# Initial Investigations
## Importing the Data
I have already written a JS sript that changed the data from the `interaction-model.json` to another JSON document that contains all the full utterances for each intent. 

On order to work with the data I need to read in the JSON document, the JSON import will convert the JSON document into a Python dictionary. For ease of use convert it to a [Pandas DataFrame](https://pandas.pydata.org/pandas-docs/stable/reference/api/pandas.DataFrame.html). 

In [1]:
import pandas as pd
import json

In [2]:
with open('./data/training-data.json') as training_data:
    training_data_json = json.load(training_data)

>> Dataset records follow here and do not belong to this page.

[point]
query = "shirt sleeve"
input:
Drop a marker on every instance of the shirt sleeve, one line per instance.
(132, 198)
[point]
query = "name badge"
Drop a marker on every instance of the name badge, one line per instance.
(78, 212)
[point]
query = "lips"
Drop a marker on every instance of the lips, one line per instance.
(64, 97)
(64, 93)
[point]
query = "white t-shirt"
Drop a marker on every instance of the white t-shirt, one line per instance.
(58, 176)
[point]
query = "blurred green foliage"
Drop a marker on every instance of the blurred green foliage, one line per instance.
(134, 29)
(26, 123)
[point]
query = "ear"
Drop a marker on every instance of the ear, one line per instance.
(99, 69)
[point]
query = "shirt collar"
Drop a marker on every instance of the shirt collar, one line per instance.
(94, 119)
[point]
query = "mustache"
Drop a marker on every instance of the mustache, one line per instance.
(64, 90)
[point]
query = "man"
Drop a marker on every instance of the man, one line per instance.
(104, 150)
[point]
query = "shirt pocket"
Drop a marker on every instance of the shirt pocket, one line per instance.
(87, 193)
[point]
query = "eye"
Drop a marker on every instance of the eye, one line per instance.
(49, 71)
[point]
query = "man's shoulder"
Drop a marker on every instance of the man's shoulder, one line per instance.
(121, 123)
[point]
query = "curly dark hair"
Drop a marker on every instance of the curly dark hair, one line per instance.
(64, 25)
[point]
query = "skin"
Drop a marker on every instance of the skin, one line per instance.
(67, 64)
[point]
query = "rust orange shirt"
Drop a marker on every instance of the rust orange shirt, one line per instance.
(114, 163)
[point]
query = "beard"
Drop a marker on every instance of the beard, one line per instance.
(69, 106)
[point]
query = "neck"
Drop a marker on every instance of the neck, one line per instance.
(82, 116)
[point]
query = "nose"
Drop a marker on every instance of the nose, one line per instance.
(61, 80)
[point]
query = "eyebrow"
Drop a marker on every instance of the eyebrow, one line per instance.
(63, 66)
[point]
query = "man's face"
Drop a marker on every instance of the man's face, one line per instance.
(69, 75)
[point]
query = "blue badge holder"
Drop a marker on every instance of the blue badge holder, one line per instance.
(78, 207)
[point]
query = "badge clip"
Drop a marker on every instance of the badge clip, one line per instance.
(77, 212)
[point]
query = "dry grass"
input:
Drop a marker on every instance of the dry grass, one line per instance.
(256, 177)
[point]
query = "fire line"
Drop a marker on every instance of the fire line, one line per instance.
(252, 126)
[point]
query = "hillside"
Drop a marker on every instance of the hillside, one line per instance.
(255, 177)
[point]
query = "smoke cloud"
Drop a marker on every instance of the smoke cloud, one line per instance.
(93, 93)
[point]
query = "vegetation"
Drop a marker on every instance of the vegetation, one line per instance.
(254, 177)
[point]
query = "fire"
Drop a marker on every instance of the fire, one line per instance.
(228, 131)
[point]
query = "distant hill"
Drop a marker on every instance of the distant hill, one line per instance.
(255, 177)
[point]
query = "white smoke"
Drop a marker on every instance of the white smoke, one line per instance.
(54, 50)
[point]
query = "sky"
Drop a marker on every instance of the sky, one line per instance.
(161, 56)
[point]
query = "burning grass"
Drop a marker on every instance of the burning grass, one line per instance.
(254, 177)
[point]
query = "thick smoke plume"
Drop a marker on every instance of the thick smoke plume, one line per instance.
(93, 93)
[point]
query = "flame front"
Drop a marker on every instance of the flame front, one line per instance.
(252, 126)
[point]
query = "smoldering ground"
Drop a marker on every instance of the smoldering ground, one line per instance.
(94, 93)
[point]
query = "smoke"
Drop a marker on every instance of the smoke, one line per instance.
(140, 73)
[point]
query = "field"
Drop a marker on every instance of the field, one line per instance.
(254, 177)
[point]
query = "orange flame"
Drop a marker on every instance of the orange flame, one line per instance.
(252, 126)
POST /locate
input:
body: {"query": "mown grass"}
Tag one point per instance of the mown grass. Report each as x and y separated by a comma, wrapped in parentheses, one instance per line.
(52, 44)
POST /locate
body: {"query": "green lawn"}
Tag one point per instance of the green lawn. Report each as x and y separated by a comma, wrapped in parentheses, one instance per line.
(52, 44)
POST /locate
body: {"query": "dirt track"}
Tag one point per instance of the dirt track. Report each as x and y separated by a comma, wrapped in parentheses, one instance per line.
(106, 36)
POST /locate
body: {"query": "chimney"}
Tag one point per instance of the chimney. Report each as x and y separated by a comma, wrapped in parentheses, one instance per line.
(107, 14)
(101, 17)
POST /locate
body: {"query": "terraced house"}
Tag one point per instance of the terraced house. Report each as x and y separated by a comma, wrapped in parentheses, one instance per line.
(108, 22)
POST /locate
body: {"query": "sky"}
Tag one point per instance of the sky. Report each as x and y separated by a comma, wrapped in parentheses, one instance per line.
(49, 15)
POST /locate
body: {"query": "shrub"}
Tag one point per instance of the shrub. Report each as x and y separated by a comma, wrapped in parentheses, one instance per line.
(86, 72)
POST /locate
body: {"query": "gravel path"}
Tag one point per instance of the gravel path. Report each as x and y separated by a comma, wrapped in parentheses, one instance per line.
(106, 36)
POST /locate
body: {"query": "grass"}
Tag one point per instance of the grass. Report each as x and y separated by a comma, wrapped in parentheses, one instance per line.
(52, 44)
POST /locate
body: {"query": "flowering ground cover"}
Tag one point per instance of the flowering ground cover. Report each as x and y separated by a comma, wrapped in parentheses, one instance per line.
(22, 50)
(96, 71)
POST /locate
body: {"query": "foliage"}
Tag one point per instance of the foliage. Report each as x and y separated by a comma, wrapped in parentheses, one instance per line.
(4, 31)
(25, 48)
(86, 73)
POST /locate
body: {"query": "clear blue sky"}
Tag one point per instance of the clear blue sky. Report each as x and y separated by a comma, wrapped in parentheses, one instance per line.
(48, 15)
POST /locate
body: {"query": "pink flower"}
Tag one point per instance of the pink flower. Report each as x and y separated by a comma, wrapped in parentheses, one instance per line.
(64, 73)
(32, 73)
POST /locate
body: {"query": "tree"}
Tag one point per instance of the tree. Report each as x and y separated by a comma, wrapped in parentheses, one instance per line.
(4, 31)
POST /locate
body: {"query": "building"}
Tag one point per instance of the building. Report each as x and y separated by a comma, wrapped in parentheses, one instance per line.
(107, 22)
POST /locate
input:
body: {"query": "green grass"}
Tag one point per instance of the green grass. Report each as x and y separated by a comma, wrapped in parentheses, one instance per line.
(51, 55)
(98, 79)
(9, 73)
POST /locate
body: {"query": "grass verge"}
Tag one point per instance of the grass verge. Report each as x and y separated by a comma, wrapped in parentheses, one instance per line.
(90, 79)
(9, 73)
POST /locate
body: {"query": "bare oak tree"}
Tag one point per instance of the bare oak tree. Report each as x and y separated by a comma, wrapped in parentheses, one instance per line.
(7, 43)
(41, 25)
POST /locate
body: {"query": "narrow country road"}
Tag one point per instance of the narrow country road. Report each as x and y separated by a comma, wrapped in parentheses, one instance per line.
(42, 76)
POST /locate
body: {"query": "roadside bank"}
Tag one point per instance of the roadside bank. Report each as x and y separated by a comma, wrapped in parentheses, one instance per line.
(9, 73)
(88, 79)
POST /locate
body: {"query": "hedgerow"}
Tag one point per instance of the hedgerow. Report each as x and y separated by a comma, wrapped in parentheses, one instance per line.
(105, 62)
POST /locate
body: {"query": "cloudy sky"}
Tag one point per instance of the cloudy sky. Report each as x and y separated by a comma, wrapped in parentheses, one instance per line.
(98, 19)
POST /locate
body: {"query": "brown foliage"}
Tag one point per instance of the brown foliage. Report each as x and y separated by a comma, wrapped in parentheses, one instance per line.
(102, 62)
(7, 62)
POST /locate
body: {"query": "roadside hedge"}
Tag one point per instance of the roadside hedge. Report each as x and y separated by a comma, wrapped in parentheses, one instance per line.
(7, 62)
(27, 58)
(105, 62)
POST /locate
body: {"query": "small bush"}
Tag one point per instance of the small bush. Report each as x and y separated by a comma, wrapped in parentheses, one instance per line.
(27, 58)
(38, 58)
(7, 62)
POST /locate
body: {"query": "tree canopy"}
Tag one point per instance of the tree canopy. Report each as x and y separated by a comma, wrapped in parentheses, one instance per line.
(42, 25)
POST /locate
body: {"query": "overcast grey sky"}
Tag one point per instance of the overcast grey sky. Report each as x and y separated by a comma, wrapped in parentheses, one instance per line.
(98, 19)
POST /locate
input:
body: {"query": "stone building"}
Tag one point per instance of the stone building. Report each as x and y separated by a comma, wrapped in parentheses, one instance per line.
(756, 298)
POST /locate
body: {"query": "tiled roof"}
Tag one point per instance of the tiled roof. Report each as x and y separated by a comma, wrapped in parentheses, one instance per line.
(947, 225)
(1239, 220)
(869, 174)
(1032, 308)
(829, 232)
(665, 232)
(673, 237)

Checking that the data has been read in as expected.

In [3]:
training_data_json['PodcastOnlyIntent'][:10] # only first 10 items since I know this list is very long.

['the forum',
 'the forum bbc world service',
 'bbc world service the forum',
 'the forum from bbc world service',
 'the forum on bbc world service',
 'bbc world the forum',
 'the forum b. b. c. world service',
 'b. b. c. world service the forum',
 'the forum from b. b. c. world service',
 'the forum on b. b. c. world service']

In [4]:
training_data_json['WhatsPlayingTitleAndSynopsisIntent']

['what this is about',
 'what this programme is about',
 'what is this programme about']

I see if I can iterate through the dictionary (I can!). 

I do this because I am concerned about how the document will read into a DataFrame because the length of each list in the dictionary is very different.

In [5]:
# iterate through the python dictionary. Is there need for pandas? 
[dt for dt in training_data_json['WhatsPlayingTitleAndSynopsisIntent'] if dt not in 'what this is about']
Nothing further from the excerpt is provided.